Who has stock of the 26g SS316L Wire?

Reactions: Like 1


----------



## Dela Rey Steyn (13/11/18)

https://vapeguy.co.za/accessories/RBA-Rebuilding-supplies/vandy-vape-wire

@BumbleBee

Reactions: Like 1 | Thanks 2


----------



## RainstormZA (13/11/18)

only one spool in stock - I need two.

Edit: whaaaat? Last time I checked, there was none. 

Thanks @Dela Rey Steyn!!!!

Reactions: Like 2


----------



## BumbleBee (13/11/18)

RainstormZA said:


> only one spool in stock - I need two.
> 
> Edit: whaaaat? Last time I checked, there was none.
> 
> Thanks @Dela Rey Steyn!!!!


I currently have 5 of the 26g in stock, I also have some 28g on the way.
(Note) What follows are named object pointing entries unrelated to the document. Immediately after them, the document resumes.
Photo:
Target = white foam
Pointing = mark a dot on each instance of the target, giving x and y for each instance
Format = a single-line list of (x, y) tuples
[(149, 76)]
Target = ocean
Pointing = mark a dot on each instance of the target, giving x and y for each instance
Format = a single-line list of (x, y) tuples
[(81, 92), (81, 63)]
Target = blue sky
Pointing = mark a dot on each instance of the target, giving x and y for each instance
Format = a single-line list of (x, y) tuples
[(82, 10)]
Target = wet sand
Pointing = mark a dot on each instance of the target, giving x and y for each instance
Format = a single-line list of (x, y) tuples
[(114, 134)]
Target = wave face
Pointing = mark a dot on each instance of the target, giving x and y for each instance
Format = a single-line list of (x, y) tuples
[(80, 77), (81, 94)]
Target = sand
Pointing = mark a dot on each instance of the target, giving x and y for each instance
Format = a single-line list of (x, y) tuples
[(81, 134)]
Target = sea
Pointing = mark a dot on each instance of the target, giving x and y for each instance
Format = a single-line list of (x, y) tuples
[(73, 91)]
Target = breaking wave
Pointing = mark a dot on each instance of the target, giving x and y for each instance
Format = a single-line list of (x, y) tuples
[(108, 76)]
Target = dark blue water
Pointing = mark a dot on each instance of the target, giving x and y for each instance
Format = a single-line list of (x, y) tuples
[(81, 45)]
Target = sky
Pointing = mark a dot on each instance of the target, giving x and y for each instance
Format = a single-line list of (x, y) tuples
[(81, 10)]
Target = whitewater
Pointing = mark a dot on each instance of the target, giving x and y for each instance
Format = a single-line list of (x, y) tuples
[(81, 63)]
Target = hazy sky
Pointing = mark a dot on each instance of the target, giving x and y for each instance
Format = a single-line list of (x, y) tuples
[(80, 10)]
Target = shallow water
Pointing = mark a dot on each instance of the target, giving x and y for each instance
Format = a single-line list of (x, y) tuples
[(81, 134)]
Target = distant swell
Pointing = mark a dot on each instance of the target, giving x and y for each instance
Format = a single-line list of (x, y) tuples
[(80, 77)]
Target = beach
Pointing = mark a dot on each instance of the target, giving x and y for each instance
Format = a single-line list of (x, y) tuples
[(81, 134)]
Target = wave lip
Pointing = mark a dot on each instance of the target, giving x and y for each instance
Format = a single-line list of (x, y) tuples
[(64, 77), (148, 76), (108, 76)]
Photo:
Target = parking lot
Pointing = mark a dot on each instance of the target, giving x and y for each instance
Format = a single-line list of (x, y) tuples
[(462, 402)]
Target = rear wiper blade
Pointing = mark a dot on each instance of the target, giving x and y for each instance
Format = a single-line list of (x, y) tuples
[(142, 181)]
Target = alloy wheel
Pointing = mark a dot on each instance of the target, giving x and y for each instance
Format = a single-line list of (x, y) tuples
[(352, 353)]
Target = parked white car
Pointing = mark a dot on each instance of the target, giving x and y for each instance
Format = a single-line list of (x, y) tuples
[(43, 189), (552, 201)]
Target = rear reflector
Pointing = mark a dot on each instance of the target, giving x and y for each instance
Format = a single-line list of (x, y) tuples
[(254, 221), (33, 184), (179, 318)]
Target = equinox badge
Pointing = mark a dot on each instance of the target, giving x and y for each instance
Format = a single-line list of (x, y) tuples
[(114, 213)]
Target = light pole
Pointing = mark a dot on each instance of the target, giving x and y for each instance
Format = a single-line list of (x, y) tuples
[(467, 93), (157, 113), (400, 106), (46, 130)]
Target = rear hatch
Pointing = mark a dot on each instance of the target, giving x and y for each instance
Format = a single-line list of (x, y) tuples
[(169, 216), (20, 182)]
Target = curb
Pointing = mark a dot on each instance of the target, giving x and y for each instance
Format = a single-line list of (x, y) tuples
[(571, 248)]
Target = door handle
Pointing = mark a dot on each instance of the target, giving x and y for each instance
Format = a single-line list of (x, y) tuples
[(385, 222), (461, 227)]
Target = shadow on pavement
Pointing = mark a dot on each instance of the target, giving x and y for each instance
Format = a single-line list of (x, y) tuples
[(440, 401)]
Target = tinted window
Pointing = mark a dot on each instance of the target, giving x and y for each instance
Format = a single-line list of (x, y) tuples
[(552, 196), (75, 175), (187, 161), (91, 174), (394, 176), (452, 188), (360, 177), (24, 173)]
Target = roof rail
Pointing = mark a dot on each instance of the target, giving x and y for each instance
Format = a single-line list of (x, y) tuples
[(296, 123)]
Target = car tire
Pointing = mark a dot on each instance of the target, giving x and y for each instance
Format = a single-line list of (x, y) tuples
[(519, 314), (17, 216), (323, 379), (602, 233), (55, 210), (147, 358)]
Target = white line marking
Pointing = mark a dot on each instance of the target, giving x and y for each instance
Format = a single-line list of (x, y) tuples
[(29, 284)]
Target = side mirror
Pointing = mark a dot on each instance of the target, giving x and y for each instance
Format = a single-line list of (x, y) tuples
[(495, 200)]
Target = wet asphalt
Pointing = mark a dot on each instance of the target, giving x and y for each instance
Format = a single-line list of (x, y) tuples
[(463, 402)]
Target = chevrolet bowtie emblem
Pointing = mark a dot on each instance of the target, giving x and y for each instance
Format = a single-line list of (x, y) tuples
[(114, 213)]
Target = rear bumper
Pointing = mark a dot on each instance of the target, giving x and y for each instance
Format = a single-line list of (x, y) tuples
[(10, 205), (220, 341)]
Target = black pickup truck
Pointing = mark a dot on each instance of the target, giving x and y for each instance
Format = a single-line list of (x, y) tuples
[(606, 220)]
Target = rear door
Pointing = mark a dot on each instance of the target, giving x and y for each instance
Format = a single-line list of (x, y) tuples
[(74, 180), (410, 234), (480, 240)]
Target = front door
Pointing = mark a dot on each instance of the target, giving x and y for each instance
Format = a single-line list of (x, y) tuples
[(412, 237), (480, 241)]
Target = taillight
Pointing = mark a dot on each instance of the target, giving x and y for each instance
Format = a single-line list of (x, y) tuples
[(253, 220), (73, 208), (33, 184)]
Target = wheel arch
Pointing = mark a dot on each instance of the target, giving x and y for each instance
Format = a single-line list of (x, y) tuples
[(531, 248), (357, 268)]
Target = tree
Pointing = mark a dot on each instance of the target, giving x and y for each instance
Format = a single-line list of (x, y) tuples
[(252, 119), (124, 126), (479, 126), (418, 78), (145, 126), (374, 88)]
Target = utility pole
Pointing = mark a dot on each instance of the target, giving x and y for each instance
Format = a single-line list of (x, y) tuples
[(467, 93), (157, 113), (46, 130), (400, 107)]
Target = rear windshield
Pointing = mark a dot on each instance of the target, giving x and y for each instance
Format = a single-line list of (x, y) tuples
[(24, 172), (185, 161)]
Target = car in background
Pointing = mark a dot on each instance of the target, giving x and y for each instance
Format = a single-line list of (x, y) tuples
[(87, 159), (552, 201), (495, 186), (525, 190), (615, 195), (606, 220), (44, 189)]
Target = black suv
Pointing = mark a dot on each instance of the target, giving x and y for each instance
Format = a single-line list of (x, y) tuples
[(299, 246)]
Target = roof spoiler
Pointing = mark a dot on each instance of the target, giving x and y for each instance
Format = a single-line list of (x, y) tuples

Reactions: Like 2 | Winner 1


----------



## RainstormZA (13/11/18)

BumbleBee said:


> I currently have 5 of the 26g in stock, I also have some 28g on the way.


Ooh yes please. Let me know when it's get there. I'll order both. Will be perfect for making some fused claptons.

Reactions: Like 2


----------